Al haber pasado a la situación de jubilación la médico de Atención Primaria que atendía a la paciente en el Centro de Salud Julio Morate, el responsable de Centros Dirección Asistencial Noroeste emite informe el día 31 de agosto de 2022 que, tras relatar las asistencias prestadas a la paciente, indica que los registros de síntomas que presentaba la paciente, mencionados en la historia durante los diferentes días que acudió al centro de salud, “se acogen a los criterios clínicos compatibles con los diagnósticos emitidos por ambas profesionales”.

Con esa misma fecha, 31 de agosto de 2022, emite informe la médico de Atención Primaria que atendió a la reclamante el día 28 de enero de 2019, al haber acudido al centro de salud sin cita previa. Describe la asistencia prestada y dice:

“Mi impresión de su estado general es buena (esto implica que la impresión que me causa es de enfermedad leve, sin deterioro cognitivo, sin dificultad respiratoria, con coloración e hidratación normal, es una valoración general pero importante porque nos conduce a tomar unas u otras medidas). Realizo la auscultación cardiopulmonar y constato que es normal (sin soplos, sin ruidos sobreañadidos, sin crepitantes).
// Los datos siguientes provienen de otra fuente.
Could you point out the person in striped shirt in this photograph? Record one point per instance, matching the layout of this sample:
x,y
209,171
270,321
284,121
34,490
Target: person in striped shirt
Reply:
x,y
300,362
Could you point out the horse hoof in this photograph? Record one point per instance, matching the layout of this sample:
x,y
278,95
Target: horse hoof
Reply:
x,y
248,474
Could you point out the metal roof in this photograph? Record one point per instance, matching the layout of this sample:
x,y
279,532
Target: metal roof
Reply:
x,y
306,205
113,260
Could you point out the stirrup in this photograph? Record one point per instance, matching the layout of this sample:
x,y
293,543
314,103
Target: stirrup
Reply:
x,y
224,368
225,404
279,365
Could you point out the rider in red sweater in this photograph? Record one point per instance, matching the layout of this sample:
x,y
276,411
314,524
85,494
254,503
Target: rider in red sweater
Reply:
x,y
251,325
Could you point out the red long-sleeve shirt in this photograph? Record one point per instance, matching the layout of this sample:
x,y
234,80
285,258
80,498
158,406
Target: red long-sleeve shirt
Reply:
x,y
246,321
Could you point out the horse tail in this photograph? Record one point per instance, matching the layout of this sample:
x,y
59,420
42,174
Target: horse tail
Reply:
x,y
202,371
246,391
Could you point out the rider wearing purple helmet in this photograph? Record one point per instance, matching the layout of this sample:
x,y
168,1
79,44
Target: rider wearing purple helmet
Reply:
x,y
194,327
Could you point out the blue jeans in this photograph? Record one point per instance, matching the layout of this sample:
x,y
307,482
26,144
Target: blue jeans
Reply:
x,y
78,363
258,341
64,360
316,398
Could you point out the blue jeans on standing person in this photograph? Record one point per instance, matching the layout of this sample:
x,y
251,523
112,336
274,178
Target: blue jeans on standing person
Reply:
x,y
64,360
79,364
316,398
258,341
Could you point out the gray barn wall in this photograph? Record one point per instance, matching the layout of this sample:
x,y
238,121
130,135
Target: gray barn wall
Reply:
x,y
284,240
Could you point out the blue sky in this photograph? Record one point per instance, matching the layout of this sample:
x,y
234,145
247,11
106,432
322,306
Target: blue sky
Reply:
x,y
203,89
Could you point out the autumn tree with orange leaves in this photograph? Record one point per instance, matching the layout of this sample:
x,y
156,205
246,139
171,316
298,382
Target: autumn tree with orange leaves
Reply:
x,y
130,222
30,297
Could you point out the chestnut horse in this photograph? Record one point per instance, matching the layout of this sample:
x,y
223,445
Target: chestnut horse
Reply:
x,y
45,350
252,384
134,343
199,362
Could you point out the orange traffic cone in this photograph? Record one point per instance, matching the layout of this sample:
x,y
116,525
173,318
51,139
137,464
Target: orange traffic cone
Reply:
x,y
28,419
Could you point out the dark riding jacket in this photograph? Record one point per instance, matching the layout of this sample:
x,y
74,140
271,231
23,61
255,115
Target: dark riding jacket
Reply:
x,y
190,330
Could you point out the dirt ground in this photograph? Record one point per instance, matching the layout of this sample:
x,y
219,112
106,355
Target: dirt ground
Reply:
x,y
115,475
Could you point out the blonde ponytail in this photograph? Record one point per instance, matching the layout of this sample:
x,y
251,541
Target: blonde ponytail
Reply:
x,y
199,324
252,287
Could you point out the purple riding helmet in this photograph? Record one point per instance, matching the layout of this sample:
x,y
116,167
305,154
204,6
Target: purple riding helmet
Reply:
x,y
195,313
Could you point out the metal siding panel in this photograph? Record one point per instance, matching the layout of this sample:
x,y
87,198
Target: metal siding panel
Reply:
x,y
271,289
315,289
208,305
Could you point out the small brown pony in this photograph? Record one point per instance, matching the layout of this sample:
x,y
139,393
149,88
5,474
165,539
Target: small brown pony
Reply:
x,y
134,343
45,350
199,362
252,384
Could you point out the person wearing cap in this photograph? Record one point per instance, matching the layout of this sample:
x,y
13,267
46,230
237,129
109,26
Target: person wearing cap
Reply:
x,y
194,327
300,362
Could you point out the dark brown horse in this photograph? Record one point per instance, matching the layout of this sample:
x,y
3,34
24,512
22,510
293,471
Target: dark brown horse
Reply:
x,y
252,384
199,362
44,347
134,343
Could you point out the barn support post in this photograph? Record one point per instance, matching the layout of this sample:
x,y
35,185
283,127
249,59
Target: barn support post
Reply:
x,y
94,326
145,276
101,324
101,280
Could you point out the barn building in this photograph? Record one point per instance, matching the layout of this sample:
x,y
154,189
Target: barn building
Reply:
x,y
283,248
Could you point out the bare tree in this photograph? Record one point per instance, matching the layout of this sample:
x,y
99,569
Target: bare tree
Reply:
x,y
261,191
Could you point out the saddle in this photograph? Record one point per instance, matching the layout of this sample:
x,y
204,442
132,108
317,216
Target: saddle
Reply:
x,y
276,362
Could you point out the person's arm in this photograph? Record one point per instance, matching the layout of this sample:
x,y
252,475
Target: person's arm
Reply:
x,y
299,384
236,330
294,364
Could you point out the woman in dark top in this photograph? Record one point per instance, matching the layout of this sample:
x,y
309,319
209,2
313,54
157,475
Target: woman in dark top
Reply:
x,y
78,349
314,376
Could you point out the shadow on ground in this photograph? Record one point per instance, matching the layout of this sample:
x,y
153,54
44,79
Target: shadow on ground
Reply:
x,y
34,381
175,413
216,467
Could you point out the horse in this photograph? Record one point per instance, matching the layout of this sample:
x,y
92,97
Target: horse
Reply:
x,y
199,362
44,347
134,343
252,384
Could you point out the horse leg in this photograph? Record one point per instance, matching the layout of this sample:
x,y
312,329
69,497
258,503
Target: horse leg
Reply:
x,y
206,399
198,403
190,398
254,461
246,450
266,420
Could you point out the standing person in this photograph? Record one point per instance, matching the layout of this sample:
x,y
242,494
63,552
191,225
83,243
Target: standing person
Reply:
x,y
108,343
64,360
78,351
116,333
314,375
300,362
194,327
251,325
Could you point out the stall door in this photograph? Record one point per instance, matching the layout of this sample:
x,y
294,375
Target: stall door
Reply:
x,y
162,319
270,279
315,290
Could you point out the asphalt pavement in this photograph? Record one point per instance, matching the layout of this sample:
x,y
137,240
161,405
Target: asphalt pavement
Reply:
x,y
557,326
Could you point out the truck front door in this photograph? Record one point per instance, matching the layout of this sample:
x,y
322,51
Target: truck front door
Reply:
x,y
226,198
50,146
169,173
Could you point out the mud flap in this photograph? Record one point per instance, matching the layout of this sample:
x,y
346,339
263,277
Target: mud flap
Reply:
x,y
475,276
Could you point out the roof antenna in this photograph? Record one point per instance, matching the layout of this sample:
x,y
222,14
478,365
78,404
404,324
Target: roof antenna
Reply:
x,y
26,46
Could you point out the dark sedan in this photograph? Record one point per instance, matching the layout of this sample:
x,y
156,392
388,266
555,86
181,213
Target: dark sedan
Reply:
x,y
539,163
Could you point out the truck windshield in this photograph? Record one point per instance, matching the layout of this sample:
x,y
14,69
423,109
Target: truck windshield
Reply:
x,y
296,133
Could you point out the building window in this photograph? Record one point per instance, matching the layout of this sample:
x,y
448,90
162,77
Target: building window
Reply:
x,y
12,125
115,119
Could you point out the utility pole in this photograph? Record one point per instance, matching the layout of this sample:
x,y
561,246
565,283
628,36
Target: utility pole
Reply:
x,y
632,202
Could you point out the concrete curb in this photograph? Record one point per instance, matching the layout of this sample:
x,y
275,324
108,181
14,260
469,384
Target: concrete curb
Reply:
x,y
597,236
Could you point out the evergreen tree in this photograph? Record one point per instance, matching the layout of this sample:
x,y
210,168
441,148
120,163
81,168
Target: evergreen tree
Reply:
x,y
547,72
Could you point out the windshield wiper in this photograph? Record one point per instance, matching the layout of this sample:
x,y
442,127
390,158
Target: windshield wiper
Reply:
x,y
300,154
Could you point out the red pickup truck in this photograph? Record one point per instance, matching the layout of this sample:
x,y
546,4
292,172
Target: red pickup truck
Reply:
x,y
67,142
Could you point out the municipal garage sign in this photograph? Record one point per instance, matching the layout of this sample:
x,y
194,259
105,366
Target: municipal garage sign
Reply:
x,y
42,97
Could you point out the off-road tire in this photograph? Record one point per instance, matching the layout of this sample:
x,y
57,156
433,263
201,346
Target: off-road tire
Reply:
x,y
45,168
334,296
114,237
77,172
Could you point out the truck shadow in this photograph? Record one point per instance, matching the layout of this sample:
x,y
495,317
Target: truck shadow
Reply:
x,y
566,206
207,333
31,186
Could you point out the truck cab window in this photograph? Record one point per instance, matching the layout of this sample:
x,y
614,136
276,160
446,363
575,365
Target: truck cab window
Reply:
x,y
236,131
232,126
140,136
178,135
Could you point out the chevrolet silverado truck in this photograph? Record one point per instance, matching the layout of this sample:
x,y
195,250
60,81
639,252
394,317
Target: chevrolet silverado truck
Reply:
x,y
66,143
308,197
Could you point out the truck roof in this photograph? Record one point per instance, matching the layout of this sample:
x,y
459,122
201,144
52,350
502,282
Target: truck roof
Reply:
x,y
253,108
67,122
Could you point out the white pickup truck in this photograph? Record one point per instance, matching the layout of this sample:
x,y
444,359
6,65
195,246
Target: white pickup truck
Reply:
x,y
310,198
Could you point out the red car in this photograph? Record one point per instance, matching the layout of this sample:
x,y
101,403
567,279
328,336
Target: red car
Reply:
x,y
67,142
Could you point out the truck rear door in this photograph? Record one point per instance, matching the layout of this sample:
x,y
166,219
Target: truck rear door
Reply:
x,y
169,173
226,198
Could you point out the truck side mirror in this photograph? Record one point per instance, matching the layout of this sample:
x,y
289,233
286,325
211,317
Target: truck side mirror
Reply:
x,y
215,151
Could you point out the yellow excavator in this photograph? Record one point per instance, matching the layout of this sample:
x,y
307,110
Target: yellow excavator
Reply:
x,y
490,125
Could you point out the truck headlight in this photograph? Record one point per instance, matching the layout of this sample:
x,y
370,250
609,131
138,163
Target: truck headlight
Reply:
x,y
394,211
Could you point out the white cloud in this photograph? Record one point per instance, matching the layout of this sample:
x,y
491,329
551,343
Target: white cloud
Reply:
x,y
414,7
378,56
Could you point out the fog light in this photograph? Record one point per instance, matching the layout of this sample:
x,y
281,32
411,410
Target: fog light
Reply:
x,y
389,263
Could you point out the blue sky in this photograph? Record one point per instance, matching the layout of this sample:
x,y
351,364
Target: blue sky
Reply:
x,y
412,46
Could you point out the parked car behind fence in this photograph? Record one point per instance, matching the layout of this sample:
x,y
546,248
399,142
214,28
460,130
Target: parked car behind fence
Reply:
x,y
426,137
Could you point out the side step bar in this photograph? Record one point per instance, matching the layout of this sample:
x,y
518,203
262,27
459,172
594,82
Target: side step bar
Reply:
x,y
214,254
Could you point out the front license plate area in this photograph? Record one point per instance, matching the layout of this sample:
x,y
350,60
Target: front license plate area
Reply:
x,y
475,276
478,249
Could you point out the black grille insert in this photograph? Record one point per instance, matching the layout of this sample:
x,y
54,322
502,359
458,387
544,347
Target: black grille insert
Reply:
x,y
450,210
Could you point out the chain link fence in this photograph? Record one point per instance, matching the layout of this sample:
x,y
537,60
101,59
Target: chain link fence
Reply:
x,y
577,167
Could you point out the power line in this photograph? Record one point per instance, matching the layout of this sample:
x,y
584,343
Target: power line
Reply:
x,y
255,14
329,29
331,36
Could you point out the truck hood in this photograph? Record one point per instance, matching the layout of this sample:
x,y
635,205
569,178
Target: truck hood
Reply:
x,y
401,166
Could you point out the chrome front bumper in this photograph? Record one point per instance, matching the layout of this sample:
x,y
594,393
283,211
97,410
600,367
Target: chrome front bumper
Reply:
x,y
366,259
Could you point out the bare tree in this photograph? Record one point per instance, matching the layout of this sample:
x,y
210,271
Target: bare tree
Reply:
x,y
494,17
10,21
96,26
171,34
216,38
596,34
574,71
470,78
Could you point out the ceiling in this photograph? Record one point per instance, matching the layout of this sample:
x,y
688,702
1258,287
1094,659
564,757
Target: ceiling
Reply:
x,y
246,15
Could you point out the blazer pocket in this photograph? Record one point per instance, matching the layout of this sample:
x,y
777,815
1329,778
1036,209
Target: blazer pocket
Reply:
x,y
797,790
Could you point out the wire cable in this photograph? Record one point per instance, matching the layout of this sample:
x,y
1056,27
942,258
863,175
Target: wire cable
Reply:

Dado que los síntomas referidos son los de un cuadro gripal (nos encontramos en plena epidemia de gripe en esas semanas) y la exploración es compatible y no sugerente de otro proceso, procedo a realizar el diagnóstico de gripe y le hago las recomendaciones oportunas (hidratación, antitérmicos, reposo, reconsultar si no hay mejoría).

La paciente comprende mis explicaciones y se marcha conforme”.

Consta, asimismo, la emisión de informe por la Inspección Sanitaria, de 20 de noviembre de 2023, que, tras un análisis de los hechos, considera que, de acuerdo con la bibliografía consultada, “los médicos que atendieron a la paciente en su centro de salud deberían haber tenido en cuenta la neumonía adquirida en la comunidad, como parte del diagnóstico diferencial; sobre todo, ante la falta de respuesta al tratamiento pautado y haber solicitado una radiografía de tórax que hubiera descartado la misma y, por tanto, habría evitado el posterior empeoramiento de la paciente y su ingreso en la UCI”. El informe concluye que, la asistencia prestada “no ha sido correcta o adecuada a la lex artis”.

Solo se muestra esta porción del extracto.